A top official in the Trump Organization has acknowledged working on a Trump Tower for Moscow as late as January 2016. It’s widely reported today that Michael Cohen asked President Vladimir Putin’s spokesman to help advance the proposal, but he got no response. Cohen gave the explanation to a House panel that’s investigating possible Russia ties to the Trump campaign.

The president will allow police departments to resume buying a wide range of surplus military weapons and equipment. In the wake of the police shooting and protests in Ferguson, Missouri, President Obama had limited police access to everything from armored vehicles to grenade launchers to large-caliber ammunition. That was in 2015.

Attorney General Jeff Sessions announced the rollback in a speech to the Fraternal Order of Police meeting in Nashville, Tennessee.

JEFF SESSIONS, Attorney General: The executive order that the president will sign today will ensure that you can get the lifesaving gear you need to do your job and send a strong message that we will not allow criminal activity, violence, and lawlessness to become a new normal. And we will save taxpayer money in the process.

MILES O’BRIEN: Police drew criticism in recent years for deploying heavy military gear in response to mass protests against police killings.

There’s more fallout from the violence in Charlottesville, Virginia, two weeks ago. In Berkeley, California, thousands rallied Sunday against hate. But scores of masked anarchists overran police barricades and attacked several supporters of President Trump. Officers arrested 13.

In Charlottesville, hundreds turned out for a special town hall.
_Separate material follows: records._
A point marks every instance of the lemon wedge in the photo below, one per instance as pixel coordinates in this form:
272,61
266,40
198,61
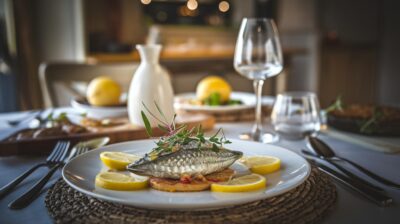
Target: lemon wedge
120,181
117,160
103,91
245,183
213,84
262,164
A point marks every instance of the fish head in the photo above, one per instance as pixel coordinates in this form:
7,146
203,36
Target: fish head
140,167
231,154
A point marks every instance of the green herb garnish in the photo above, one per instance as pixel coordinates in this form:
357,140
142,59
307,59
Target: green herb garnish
177,136
215,100
337,105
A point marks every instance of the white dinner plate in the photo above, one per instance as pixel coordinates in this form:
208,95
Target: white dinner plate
181,101
80,174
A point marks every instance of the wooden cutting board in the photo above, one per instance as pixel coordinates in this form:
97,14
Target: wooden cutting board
119,133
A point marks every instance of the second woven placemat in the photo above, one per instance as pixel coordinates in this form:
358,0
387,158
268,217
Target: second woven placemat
307,203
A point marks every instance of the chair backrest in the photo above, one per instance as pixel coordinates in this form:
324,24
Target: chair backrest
61,81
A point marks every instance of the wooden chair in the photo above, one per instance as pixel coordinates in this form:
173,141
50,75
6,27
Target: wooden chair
62,81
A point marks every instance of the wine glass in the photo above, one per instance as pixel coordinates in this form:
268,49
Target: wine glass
258,56
296,115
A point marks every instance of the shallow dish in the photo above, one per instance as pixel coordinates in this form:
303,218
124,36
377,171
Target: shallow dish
80,174
248,99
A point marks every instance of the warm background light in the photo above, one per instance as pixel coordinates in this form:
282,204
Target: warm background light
146,2
223,6
192,4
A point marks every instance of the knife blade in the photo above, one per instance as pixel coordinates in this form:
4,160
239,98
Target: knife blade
378,197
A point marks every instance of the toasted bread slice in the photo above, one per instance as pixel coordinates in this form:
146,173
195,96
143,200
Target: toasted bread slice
197,184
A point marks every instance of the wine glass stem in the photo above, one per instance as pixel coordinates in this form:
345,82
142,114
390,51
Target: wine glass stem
257,130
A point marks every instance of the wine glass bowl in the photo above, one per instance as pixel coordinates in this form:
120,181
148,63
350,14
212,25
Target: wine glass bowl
296,115
258,56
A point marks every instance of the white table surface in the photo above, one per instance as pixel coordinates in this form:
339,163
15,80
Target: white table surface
350,207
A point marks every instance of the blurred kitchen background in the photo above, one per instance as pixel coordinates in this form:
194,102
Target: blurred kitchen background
332,47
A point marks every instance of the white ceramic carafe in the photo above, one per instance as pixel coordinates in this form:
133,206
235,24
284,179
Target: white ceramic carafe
151,83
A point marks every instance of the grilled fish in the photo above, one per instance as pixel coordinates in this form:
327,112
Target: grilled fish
188,160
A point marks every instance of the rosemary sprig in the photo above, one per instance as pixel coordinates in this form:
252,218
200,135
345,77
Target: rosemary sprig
177,136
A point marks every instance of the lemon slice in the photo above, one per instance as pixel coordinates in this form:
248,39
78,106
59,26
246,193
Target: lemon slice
262,164
117,160
120,181
246,183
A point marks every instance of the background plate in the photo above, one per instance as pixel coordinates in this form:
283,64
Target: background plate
248,100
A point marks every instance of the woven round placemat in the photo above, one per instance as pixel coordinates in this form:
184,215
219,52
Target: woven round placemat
307,203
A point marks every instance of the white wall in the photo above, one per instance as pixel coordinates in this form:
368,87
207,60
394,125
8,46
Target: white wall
59,33
298,29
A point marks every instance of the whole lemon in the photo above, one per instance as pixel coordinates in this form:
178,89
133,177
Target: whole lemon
211,85
103,91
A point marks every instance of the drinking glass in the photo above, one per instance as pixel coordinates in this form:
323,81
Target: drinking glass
296,115
258,56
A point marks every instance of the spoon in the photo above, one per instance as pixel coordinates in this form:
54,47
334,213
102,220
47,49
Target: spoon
324,151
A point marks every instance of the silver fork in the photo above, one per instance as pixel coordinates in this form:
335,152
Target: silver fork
29,196
56,156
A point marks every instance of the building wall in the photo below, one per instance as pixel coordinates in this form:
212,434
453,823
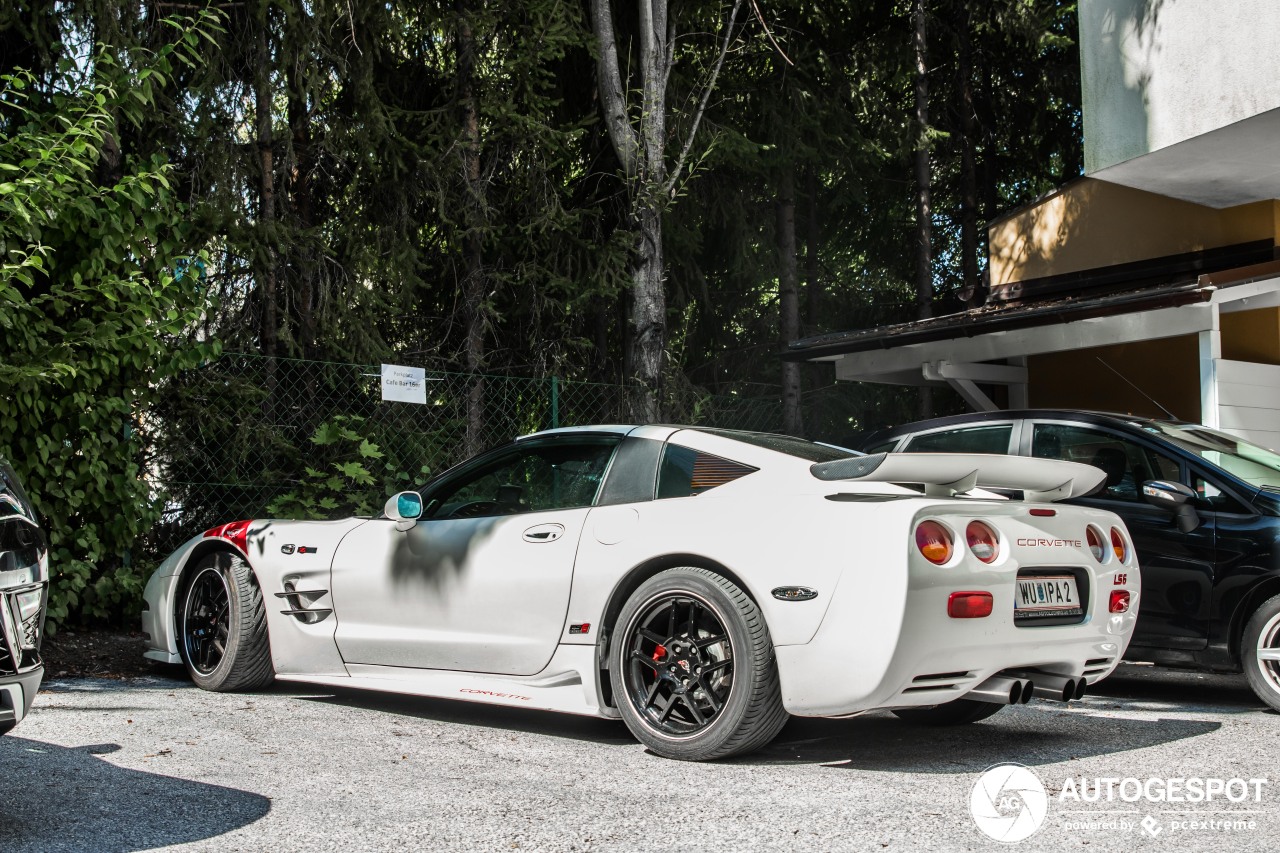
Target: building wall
1248,401
1159,72
1251,336
1166,370
1093,223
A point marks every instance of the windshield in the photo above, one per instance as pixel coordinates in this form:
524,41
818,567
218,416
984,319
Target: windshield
1252,464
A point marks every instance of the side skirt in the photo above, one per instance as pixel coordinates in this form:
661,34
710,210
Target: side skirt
567,684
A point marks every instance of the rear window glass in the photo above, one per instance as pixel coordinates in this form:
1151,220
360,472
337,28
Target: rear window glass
789,445
685,471
970,439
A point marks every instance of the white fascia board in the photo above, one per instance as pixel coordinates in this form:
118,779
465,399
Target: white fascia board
1057,337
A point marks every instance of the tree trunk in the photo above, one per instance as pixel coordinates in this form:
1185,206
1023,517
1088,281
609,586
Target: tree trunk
302,206
268,323
970,286
474,277
789,297
813,236
923,205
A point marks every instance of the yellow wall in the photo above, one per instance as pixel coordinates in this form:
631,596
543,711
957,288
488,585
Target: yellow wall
1092,223
1166,369
1251,336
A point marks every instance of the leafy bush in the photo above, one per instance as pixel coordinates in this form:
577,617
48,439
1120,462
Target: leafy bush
99,293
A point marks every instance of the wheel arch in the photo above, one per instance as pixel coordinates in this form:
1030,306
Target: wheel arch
631,582
1260,592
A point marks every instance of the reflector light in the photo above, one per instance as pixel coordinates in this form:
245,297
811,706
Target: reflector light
1119,544
983,541
1096,546
969,605
933,541
233,532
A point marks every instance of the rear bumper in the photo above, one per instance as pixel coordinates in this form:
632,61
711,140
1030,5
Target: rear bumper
924,657
17,692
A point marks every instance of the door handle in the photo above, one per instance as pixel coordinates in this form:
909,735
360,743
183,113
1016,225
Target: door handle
544,533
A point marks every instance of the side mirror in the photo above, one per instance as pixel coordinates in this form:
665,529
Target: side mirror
1175,498
403,509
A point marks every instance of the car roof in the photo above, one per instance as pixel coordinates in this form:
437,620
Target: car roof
1115,419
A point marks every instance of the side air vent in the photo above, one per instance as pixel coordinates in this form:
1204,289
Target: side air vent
301,601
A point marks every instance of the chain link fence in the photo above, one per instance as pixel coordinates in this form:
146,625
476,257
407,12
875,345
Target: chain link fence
247,433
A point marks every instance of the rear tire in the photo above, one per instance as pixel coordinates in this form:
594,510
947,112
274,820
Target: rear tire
956,712
693,667
222,625
1260,652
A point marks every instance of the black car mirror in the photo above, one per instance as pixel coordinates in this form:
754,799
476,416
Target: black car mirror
1174,497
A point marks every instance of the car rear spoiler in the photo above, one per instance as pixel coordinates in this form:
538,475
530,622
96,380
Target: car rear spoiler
947,474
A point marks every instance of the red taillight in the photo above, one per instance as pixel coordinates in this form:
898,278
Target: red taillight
234,532
983,541
970,605
933,541
1118,544
1096,546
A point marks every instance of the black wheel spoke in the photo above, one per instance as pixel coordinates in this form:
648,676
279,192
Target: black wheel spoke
689,624
640,657
717,666
693,706
711,694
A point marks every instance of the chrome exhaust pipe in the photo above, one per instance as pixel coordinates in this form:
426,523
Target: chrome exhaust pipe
1057,688
1002,689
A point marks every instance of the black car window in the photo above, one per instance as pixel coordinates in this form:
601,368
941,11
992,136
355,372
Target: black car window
529,478
1210,497
988,438
685,471
1127,464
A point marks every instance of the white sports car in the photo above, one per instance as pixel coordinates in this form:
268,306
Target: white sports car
699,584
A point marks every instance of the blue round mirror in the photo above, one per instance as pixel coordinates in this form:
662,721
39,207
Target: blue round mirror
408,505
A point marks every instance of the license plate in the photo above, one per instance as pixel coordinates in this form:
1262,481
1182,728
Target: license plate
1055,596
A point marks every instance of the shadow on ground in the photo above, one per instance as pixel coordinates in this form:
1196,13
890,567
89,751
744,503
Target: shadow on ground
58,798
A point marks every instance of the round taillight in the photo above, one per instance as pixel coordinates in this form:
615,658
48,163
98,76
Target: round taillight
933,541
1118,544
1096,546
983,541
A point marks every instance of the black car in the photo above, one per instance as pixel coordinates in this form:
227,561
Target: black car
1202,506
23,597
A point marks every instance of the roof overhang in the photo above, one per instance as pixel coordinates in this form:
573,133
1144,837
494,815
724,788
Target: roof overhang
920,352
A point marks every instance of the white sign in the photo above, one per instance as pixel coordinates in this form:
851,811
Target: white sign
403,384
They criticized Mayor Mike Signer and others over the violence at a white supremacist rally.

In Northern India, a self-declared guru was sentenced today to 20 years in prison for raping two followers. Ahead of the sentencing, thousands of police filled the streets to keep order. Last week, the religious sect leader’s conviction set off riots that killed at least 38 people.

Israel’s Prime Minister Benjamin Netanyahu accused Iran today of building sites in Syria and Lebanon to make guided missiles. And he said they’re for use against Israel. In Jerusalem, Netanyahu told U.N. Secretary-General Antonio Guterres that the U.N. is not doing enough to counter Iranian aggression.
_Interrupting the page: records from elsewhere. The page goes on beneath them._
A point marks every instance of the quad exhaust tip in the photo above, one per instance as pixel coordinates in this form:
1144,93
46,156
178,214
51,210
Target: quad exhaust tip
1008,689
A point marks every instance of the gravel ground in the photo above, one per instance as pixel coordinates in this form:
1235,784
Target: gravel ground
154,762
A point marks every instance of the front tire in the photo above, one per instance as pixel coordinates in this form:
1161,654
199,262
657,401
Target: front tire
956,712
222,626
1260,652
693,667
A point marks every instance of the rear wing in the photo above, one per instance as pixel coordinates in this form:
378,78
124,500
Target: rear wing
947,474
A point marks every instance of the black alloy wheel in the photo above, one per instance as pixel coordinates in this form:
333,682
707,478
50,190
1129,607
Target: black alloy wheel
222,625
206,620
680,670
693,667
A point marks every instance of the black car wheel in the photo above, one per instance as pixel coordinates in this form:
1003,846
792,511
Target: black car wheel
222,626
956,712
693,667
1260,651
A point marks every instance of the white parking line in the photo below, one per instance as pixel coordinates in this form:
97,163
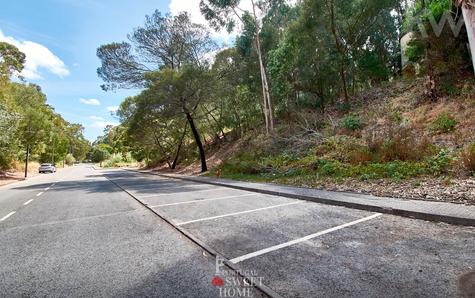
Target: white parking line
287,244
174,193
205,200
7,216
27,202
237,213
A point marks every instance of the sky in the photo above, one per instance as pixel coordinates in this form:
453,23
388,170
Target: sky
60,39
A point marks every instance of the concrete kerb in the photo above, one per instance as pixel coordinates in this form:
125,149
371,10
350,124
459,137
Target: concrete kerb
260,287
455,220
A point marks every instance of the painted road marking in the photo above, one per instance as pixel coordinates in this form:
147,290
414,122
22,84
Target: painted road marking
7,216
296,241
173,193
27,202
237,213
205,200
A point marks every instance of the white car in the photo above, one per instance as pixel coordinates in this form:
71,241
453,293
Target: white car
47,168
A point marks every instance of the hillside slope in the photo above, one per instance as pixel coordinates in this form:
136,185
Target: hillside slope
392,142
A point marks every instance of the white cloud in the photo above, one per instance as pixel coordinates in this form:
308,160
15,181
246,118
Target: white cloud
113,109
37,57
91,101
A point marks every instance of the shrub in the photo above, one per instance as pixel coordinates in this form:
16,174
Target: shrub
99,155
69,159
443,123
400,144
467,158
440,163
113,161
352,122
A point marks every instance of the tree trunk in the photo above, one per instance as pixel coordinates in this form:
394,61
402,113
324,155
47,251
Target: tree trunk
469,18
196,135
177,154
341,52
268,114
26,159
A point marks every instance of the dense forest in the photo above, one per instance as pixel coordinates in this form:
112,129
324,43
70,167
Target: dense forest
292,79
28,125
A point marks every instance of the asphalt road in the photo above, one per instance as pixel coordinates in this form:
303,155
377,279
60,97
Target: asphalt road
84,236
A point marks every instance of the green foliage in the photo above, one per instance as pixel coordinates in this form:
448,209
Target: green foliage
467,158
440,163
70,160
443,123
352,122
11,60
99,155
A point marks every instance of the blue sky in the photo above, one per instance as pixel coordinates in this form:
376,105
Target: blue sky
61,38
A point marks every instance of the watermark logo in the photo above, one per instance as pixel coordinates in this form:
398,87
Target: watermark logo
232,284
448,18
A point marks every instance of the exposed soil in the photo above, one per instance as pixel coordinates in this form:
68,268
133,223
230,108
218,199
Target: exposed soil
454,190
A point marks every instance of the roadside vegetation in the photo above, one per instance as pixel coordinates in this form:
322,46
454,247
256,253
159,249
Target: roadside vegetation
29,124
308,93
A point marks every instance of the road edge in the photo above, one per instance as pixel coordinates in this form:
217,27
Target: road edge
454,220
262,287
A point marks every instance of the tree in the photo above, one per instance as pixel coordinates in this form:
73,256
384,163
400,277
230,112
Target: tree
99,155
180,92
166,56
11,60
220,14
164,41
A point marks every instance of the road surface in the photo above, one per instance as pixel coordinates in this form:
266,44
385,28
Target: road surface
86,232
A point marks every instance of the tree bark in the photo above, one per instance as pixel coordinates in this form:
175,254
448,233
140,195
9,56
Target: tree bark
26,159
196,135
268,114
177,154
341,52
BENJAMIN NETANYAHU, Prime Minister, Israel: Iran is busy turning Syria into a base of military entrenchment, and it wants to use Syria and Lebanon as war fronts against its declared goal to eradicate Israel. This is something Israel cannot accept. This is something the U.N. shouldn’t accept.

MILES O’BRIEN: Iran is fighting in Syria to aid President Bashar Assad, aided by the Lebanese militant group Hezbollah.
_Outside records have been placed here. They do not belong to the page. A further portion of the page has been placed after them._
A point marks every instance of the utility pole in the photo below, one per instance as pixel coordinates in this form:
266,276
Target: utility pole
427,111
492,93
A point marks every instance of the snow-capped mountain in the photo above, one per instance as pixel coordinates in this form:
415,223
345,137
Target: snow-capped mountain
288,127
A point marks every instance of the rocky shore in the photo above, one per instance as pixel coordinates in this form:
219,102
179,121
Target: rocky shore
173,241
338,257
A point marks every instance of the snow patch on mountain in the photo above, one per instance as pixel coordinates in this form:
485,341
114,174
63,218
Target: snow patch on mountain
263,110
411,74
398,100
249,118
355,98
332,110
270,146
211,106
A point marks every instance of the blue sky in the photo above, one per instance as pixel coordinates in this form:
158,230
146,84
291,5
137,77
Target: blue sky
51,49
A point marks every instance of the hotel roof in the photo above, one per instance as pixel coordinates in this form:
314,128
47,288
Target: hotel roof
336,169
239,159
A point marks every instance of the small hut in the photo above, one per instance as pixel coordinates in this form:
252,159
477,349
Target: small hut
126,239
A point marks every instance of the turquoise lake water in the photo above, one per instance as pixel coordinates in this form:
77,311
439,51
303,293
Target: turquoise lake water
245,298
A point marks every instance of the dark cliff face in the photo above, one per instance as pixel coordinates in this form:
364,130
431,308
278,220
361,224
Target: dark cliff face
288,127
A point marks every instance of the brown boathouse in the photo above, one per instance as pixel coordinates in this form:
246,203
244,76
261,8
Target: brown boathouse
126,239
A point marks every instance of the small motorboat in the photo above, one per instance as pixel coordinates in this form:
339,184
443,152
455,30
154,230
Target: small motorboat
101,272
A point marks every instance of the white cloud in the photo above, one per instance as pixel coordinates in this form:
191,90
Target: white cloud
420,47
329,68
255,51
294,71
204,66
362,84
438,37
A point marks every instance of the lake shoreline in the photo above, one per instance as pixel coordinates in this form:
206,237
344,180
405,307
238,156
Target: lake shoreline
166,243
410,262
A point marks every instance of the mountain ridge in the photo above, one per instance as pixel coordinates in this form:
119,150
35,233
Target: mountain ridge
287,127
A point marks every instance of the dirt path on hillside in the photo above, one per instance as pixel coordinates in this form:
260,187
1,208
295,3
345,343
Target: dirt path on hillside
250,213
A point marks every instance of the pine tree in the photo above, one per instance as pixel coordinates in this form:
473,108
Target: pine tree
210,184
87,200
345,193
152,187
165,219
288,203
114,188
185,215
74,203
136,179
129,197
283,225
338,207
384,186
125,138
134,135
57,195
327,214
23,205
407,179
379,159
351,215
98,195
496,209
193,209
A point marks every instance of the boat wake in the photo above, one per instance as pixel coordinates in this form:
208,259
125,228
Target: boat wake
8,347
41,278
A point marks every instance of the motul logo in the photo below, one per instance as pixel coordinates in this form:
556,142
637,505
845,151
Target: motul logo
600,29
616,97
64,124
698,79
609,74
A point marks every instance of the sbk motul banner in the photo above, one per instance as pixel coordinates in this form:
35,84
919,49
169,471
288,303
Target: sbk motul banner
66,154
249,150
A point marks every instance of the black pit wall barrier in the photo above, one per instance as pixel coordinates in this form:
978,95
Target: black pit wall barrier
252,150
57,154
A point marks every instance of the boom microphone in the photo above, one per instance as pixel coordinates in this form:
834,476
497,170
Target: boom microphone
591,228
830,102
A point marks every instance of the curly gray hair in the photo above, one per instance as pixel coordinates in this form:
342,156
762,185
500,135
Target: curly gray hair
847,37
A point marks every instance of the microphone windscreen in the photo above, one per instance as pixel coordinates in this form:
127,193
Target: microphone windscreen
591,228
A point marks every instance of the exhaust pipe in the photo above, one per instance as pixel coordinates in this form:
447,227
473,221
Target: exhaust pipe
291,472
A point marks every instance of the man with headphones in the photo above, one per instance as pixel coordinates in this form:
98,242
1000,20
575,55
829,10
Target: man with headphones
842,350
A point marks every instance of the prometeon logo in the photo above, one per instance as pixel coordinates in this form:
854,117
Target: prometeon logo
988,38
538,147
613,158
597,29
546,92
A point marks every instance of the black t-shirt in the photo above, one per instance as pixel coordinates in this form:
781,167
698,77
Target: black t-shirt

Authorities in Germany now say they think a male nurse killed at least 86 people. It happened over 15 years in two cities. Niels Hoegel was sentenced to life in prison in 2015 for two murders. He had admitted to giving overdoses of heart medication because he liked trying to revive the victims. Investigators warn the number of victims could go higher still.

In economic news, the effects of Hurricane Harvey sent oil prices tumbling and gas prices rising. But stocks had a quiet day. The Dow Jones industrial average lost five points to close at 21808. The Nasdaq rose 17 points, and the S&P 500 added a single point.